Я оделся сам, потому что Данила стоял в дверях и не двигался.
На дворе было темно и очень тихо. Первый день поста, город спит, собаки и те молчат. От моего крыльца до терема идти полторы сотни шагов крытым переходом, и я прошёл их скорее, чем следовало бы человеку в моём чине.
У дверей меня остановили, но не словом, а просто в сенях стояли две бабы с корытом, и пройти мимо них можно было только боком, и обе они посмотрели на меня так, что я встал как конь когда резко поводья натягивают. Только что не заржал. Ту же вышла мать.
— Иди к отцу.
— Я тут постою.
— Стой где хочешь, только не тут.
И ушла обратно, и дверь за ней прикрыли изнутри, а я остался стоять в переходе.
Мимо носили воду. Носили горячую, от неё шёл пар, носили холсты, много холстов, целыми стопками. Ходили быстро и молча, и на меня не смотрел никто. Но не из непочтения, а просто в этом деле я был лишний предмет. Все эти бабы и молодки что ходили и бегали мимо меня были заняты важным делом и обходили меня, как обходят лавку, которую некогда отодвинуть.
За дверью было слышно, но слов было не разобрать. Один раз я услышал Марьин голос и потом долго не слышал ничего.
Я быстро понял насколько всё это выглядит по-дурацки со стороны и простояв, наверно, с полчаса пошел все-таки к отцу.
Он не спал, а сидел в креслах, одетый, и по всему было видно, что он одет с вечера и ложиться не собирался.
— Кто?
— Я.
— Садись.
Я сел. Слепому не надо света, и свеча в палате горела одна, у двери, для тех, кто входит. Мы сидели в темноте, и он слушал, и я тоже. Слушали мы одно и то же — не идёт ли кто по переходу.
За всё время прошедшее после того памятного боя с ватагой на Оке напряженность между нами, которую я лично первое время ощущал, исчезла. Я знал про этот век всё, что о нём написано и будет написано. Он был в первую очередь Великий Князь Московский, и только потом муж, отец и тесть.

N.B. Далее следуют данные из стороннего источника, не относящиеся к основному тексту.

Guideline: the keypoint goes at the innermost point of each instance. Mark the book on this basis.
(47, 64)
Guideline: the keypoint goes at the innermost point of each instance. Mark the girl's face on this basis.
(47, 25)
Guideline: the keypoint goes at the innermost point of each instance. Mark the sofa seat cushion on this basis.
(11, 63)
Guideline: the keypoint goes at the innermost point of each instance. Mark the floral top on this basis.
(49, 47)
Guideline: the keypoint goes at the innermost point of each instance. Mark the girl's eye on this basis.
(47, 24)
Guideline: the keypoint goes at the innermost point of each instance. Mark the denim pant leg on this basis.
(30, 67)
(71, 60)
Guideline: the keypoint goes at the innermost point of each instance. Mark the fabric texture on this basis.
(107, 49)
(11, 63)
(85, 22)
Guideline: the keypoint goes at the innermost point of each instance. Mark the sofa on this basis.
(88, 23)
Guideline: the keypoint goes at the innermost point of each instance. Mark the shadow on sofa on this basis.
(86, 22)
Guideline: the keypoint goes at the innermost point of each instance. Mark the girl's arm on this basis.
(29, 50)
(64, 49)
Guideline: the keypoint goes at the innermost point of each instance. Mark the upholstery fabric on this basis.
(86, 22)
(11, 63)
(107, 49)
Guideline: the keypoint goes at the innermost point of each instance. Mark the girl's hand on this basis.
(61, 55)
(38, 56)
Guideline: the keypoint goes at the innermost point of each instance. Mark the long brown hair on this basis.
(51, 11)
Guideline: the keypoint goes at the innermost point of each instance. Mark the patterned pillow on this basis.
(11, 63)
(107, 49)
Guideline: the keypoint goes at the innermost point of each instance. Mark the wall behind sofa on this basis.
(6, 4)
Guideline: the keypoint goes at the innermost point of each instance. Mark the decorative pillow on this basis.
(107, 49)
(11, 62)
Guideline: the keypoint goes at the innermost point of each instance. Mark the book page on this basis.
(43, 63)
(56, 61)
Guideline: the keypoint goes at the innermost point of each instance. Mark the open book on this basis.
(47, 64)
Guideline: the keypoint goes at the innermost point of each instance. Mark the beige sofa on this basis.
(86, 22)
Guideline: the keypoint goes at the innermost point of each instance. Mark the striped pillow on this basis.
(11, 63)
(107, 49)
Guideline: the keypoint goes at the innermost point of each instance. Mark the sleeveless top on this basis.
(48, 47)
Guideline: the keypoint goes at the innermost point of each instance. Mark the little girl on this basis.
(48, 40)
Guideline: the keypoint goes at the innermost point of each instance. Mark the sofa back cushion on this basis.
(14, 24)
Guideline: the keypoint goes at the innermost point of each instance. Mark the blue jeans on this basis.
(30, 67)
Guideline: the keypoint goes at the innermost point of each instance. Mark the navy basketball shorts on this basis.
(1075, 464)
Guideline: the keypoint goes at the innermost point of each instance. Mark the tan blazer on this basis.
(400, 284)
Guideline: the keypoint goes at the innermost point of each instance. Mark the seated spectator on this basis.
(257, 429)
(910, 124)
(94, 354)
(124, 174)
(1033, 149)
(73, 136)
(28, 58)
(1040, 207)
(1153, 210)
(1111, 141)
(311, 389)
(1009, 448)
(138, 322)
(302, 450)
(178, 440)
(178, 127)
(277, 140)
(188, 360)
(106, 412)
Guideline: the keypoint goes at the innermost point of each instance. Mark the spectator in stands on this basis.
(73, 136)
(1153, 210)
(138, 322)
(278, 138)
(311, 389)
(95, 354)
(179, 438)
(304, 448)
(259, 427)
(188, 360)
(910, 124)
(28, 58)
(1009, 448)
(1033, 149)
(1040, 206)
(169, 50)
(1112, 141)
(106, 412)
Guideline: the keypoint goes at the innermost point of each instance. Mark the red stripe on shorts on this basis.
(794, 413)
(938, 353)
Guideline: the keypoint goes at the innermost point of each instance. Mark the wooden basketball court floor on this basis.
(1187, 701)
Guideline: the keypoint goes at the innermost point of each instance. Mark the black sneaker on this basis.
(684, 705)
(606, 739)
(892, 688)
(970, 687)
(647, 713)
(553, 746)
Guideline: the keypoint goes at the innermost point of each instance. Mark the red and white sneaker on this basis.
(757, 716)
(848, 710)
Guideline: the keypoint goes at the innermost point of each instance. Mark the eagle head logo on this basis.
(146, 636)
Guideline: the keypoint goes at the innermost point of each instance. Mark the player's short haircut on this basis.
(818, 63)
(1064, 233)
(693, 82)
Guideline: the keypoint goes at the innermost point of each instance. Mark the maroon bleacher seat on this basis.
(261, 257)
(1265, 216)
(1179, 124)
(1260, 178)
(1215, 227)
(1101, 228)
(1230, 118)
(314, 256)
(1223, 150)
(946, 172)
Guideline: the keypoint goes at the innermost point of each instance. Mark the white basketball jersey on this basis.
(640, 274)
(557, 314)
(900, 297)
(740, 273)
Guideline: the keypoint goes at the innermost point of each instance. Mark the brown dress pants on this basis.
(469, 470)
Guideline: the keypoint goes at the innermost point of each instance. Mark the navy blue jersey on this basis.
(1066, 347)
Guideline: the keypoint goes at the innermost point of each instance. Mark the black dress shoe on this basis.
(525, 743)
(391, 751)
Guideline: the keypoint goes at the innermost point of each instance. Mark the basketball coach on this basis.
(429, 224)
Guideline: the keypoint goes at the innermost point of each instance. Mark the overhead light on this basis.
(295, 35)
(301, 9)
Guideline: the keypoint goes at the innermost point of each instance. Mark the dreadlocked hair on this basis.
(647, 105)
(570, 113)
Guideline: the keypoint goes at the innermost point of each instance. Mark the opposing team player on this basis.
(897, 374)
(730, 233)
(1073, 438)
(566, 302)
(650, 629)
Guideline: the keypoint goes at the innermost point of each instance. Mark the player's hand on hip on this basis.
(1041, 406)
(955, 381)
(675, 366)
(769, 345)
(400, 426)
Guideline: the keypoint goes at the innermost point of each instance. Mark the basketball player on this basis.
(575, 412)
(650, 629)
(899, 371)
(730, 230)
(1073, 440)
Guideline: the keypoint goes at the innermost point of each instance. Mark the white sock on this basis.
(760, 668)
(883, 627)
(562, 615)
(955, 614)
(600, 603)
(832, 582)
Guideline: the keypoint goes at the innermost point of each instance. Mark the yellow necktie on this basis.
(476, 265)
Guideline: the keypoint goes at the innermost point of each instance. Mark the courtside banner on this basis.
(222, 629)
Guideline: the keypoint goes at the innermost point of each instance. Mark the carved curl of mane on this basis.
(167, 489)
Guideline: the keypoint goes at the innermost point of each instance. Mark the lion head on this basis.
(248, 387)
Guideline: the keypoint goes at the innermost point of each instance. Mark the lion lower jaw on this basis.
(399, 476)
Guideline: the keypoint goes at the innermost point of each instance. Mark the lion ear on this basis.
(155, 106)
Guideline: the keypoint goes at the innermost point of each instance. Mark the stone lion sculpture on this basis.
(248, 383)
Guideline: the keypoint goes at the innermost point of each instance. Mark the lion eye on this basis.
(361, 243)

Я тоже, но немного в другом порядке в отношении родственников. Но толку от этого в ту ночь было ровно поровну и никакого.
— Который нынче день? — спросил он.
— Тринадцатое.
Он помолчал.
— Двенадцать лет.
Я понял не сразу, а когда понял, стало нехорошо.
В ночь на тринадцатое февраля сорок шестого года его взяли в Троице. Он поехал на богомолье с двумя сыновьями, со мной и с Юрием, и там его и взяли, потому что в Москву в это время уже входил Шемяка. А шестнадцатого февраля ему вынули глаза.
Двенадцать лет назад. День в день.
— Ты помнишь? — спросил он.
— Помню, — сразу же ответил я.
Но помнил не я, а тот мальчик, чьё тело мне досталось: ему было шесть лет, и он это видел, и память эта лежит во мне целиком, и трогать её я стараюсь пореже.
— Шестнадцатого мне их и вынули, — сказал отец. — Стало быть, твой в эту самую пору и родится.
Потом он стал считать своих детей.
Считал он вслух, по именам, ровным голосом, не сбиваясь и не останавливаясь. Так считают то, что сосчитано давно и не по одному разу.
— Юрий. Ты. Юрий другой. Андрей. Семён. Борис. Анна. Андрей меньшой. Дмитрий. Мария.
У великокняжеской семьи было десять детей. Это сейчас рядовое явление. Часто бывает больше, а вот два-три или один это диковинка. Хотя бывают и бездетные семьи.
— Юрья старшего схоронил на пятом году. Семёна на третьем, Дмитрия на первом. Всех жар забрал.
Он повернул голову как бы на мой голос, хотя я ничего не сказал.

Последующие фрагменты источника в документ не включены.